Завершить сагу о биографии Сунь Ятсена (смотрите от сих и до сих) хотелось бы мудрыми словами самих авторов книги "Неизвестный Сунь Ятсен", написанными в заключении:

"Главный вопрос, который волнует сегодня соотечественников Сунь Ятсена: был ли Отец Государства патриотом или же, домогаясь помощи со стороны великих держав, он был готов торговать своей Родиной?

Почти двадцать пять веков тому назад древнекитайский философ Мэнцзы встретился однажды с неким жителем царства Сун, который рассказал ему о своих сокровенных патриотических планах. Выслушав собеседника, Мэнцзы сказал ему:

— Ваша цель, учитель, благородна. Вот только средства, которые Вы намерены использовать для её осуществления, никуда не годятся!

По нашему мнению, данное высказывание вполне может служить ответом на заданный выше вопрос.

Сунь Ятсен несколько раз заявлял, что он уходит из политики, но в политику он вновь и вновь возвращался. Он не мыслил своей жизни вне политики, а она значила для него только одно — служение революции. Революция требовала жертв, и он был готов принести любую жертву на алтарь — отдать спонсорам часть территории своей страны, нарушить некогда данное слово, сказать явную неправду...
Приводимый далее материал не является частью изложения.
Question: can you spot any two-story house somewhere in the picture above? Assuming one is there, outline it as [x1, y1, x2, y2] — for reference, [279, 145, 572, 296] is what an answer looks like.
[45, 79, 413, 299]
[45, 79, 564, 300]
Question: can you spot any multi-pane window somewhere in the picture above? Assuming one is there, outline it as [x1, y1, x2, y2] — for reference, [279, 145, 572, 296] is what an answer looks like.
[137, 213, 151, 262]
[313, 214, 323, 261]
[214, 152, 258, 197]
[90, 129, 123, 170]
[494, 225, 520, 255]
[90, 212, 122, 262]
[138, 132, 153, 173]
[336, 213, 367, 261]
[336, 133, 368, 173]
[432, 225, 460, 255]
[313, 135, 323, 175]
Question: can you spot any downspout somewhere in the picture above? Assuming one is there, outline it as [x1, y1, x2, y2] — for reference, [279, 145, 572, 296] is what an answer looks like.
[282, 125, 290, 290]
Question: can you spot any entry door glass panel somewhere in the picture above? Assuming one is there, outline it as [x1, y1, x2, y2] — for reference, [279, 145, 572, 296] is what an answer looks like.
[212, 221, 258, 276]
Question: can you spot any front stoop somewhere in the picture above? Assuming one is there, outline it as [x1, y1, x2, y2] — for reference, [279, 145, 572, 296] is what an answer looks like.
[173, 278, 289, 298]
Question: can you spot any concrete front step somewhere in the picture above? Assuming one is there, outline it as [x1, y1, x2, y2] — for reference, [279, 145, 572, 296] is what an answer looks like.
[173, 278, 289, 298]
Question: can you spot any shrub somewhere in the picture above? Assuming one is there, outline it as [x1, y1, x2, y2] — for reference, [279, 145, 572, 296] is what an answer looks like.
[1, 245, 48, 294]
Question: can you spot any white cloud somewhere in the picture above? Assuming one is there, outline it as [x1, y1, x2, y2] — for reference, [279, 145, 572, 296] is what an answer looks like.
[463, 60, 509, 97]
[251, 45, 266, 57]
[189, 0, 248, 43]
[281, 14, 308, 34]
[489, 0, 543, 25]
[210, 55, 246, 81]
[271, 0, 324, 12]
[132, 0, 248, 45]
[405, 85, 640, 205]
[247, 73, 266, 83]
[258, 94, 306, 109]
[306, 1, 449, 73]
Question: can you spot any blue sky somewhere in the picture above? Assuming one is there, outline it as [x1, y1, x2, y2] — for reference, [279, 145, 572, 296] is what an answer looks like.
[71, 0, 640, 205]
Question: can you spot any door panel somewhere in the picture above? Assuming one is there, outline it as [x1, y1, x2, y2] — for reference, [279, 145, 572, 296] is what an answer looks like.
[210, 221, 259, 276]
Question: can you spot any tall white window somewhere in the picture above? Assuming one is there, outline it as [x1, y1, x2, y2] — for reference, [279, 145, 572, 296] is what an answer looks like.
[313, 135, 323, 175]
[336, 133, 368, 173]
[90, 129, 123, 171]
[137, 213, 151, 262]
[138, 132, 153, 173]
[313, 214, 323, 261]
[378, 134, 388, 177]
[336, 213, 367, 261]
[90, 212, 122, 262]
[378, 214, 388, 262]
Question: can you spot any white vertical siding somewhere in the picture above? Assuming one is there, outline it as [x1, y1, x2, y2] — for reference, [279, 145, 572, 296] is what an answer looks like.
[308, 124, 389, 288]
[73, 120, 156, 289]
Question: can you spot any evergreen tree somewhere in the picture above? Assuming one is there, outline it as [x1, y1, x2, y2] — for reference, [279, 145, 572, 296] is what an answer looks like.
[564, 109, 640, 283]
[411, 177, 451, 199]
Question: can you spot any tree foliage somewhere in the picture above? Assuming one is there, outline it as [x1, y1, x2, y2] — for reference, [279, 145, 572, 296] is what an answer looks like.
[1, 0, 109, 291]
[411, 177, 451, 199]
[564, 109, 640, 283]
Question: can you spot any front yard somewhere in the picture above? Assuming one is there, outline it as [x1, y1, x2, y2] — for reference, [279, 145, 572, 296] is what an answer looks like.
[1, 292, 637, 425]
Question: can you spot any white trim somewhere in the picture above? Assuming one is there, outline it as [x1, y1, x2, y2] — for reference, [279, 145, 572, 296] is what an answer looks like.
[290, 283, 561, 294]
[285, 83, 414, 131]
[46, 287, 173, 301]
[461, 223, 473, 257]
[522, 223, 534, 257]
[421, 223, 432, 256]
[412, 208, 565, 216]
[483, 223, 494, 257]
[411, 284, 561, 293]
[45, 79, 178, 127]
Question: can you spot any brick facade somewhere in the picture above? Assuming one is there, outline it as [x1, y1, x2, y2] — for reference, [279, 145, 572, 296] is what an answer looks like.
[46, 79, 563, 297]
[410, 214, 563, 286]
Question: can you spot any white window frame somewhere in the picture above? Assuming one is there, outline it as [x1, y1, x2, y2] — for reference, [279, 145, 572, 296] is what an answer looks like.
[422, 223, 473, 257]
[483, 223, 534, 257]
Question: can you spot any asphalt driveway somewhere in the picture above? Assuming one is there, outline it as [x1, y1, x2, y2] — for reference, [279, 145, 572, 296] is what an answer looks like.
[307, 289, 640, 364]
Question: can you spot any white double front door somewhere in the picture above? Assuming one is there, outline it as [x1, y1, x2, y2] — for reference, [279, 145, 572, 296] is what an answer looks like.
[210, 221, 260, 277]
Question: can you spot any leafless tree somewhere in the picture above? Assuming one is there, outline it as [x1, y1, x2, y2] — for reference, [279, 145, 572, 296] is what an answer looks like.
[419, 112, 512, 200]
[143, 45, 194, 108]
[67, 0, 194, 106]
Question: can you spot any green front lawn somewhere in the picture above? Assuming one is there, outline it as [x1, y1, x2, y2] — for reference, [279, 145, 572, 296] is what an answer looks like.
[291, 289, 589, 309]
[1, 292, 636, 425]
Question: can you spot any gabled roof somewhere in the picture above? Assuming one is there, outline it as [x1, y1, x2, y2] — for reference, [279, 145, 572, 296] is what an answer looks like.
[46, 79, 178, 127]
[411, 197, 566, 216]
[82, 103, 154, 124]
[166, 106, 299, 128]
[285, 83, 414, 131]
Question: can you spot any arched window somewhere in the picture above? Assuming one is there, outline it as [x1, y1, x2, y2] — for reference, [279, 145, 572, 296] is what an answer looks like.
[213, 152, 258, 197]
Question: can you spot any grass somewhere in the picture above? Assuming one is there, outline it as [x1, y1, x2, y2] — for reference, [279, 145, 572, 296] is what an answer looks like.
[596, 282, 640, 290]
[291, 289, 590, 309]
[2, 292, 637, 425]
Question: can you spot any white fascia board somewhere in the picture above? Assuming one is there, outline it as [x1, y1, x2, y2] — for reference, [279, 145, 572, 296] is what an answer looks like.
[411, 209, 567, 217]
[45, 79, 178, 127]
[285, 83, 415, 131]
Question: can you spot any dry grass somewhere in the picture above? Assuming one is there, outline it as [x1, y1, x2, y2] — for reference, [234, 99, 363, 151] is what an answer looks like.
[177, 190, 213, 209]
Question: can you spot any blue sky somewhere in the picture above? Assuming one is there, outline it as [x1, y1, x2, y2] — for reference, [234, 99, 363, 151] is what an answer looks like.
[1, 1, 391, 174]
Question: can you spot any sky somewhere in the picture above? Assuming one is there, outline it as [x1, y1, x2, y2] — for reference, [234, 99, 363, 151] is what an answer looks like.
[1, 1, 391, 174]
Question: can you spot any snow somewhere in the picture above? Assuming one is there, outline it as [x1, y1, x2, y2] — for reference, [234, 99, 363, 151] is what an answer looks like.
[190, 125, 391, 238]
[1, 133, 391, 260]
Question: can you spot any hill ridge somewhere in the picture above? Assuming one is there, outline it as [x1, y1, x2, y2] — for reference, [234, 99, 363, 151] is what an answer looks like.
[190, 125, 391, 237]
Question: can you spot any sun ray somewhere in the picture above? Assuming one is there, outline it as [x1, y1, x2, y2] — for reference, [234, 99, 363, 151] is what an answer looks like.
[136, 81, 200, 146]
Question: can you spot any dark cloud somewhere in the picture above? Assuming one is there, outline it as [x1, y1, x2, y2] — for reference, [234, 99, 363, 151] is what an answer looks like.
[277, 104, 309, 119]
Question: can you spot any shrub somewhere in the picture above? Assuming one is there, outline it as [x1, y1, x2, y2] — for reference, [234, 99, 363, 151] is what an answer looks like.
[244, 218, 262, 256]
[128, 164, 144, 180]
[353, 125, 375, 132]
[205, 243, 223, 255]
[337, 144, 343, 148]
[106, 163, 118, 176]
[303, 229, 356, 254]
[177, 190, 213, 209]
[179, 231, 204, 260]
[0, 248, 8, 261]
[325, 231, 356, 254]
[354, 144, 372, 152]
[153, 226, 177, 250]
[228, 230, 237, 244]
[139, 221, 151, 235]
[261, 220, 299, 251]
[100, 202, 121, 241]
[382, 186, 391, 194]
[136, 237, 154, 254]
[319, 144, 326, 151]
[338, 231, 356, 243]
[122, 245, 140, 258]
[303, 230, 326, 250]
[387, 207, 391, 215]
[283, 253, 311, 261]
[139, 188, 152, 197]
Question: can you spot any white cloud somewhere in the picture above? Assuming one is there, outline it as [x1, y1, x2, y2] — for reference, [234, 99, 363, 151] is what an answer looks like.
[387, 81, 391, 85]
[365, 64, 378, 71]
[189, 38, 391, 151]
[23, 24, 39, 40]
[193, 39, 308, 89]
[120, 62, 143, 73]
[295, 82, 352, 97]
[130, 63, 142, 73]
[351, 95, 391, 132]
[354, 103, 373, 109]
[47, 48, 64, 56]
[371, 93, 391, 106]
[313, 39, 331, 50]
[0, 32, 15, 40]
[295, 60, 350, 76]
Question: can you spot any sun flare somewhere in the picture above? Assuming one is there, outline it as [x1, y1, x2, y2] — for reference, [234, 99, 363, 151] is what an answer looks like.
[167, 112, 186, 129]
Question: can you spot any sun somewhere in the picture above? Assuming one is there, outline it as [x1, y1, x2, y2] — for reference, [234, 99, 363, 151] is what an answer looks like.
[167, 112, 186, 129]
Сунь Ятсен, с детства привыкший считать себя вторым Хун Сюцюанем, искренне верил в то, что революция может победить только под его руководством. А его руководство означало постоянные поиски за границей денег и оружия, и Сунь Ятсен не считал зазорным домогаться помощи одновременно у двух враждующих стран, как это было во время Первой мировой войны, когда он получил деньги и от Японии, и от Германии. <...>

В своих сочинениях Сунь Ятсен повествовал как о разрушительном, так и о созидательном этапе революции. Но в своей политической деятельности все силы он отдавал только первому. <...>

Таков был реальный, а не мифологизированный Сунь Ятсен, официальный портрет которого стал иконой, объектом поклонения, но утратил черты, органически свойственные д-ру Суню при жизни. Мы постарались освободить этот портрет от этих позднейших наслоений.

С этим связан ещё один вывод, к которому мы пришли в результате изучения жизни и деятельности Сунь Ятсена, — превращать живую личность в предмет культа одинаково вредно как для поклонников героя, так и для самого героя. В наши дни этот вывод не только не утратил своего смысла, но обрёл ещё большую, чем раньше, злободневность.
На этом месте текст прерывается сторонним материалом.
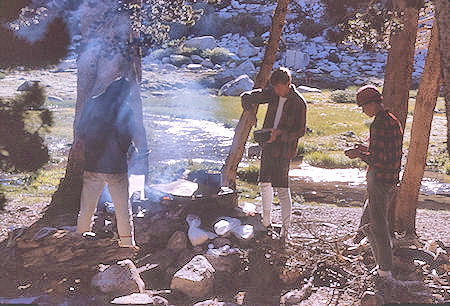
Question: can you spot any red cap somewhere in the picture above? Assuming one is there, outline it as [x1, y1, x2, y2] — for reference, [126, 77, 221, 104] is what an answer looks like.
[356, 85, 382, 106]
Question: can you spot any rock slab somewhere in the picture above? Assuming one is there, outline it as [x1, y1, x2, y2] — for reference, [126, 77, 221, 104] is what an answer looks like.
[218, 75, 254, 96]
[170, 255, 215, 297]
[91, 259, 145, 297]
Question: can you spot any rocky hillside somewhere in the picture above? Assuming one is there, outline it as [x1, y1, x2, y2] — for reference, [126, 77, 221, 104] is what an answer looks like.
[142, 0, 427, 92]
[57, 0, 428, 96]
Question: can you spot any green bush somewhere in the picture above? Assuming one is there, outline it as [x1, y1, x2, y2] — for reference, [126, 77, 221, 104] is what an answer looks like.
[304, 151, 365, 169]
[220, 14, 259, 35]
[297, 141, 319, 156]
[202, 47, 231, 64]
[249, 36, 265, 48]
[237, 164, 260, 183]
[175, 46, 202, 57]
[151, 48, 173, 60]
[444, 162, 450, 175]
[297, 18, 325, 38]
[329, 88, 357, 103]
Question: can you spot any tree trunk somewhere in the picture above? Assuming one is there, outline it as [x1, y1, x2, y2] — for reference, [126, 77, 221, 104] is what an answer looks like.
[434, 0, 450, 155]
[382, 0, 420, 129]
[221, 0, 290, 189]
[395, 21, 441, 235]
[46, 1, 147, 216]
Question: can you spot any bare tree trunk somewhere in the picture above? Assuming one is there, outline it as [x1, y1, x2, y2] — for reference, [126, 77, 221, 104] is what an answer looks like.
[434, 0, 450, 156]
[47, 1, 147, 215]
[382, 0, 420, 129]
[395, 21, 441, 236]
[221, 0, 290, 189]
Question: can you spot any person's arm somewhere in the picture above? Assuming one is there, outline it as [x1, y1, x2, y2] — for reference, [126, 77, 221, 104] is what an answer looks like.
[241, 86, 274, 111]
[279, 98, 307, 142]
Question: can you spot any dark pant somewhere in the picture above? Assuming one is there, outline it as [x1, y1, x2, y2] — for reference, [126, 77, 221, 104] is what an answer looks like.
[259, 149, 290, 188]
[358, 170, 394, 271]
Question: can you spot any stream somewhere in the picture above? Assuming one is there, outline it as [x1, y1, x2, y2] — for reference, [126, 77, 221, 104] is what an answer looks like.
[141, 110, 450, 199]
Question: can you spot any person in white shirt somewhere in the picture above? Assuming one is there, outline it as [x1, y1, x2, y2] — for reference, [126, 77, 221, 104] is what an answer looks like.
[241, 68, 307, 241]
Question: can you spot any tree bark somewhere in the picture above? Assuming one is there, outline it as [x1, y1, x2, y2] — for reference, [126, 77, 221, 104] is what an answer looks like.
[382, 0, 420, 130]
[46, 1, 147, 215]
[395, 21, 441, 235]
[434, 0, 450, 156]
[221, 0, 290, 189]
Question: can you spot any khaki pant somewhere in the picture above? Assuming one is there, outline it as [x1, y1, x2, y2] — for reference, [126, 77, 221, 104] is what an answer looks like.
[77, 171, 135, 246]
[359, 170, 394, 271]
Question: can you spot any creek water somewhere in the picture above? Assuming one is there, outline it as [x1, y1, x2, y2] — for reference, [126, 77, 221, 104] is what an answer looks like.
[141, 110, 450, 198]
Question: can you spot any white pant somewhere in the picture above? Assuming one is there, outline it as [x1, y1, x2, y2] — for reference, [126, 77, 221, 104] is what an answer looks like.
[77, 171, 135, 246]
[259, 182, 292, 237]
Мы отдаём себе отчёт в том, что кто-то из читателей наверняка не согласится с выводами книги. Мы приветствуем критические замечания в свой адрес, но с одним условием: оппоненты должны основывать свои возражения не на чеховском "Этого не может быть, потому что не может быть никогда!", а на анализе текста первоисточников.

Мы всецело за продолжение творческой дискуссии, ибо, как говаривали древние, "в споре рождается истина".

(Крюковы. М., 2023. Т. 2., С. 509-511).
Я же в заключение импровизированной "недели Сунь Ятсена" ещё бы добавил, что идеальная подборка для изучения истории Китая ХХ века сквозь призму биографий должна, на мой взгляд, выглядеть вот так.

Будем ждать, когда новые поколения исследователей продолжат "серию", и у нас появятся русскоязычные биографии Цзян Цзэминя, Ли Пэна. Может быть, Чжу Жунцзи.

Одно нужно отметить — Крюковы и Панцов задали такую высокую планку с точки зрения глубины исследования и качества текста, что повторить её будет очень тяжело. И это точно дело, которое не терпит спешки.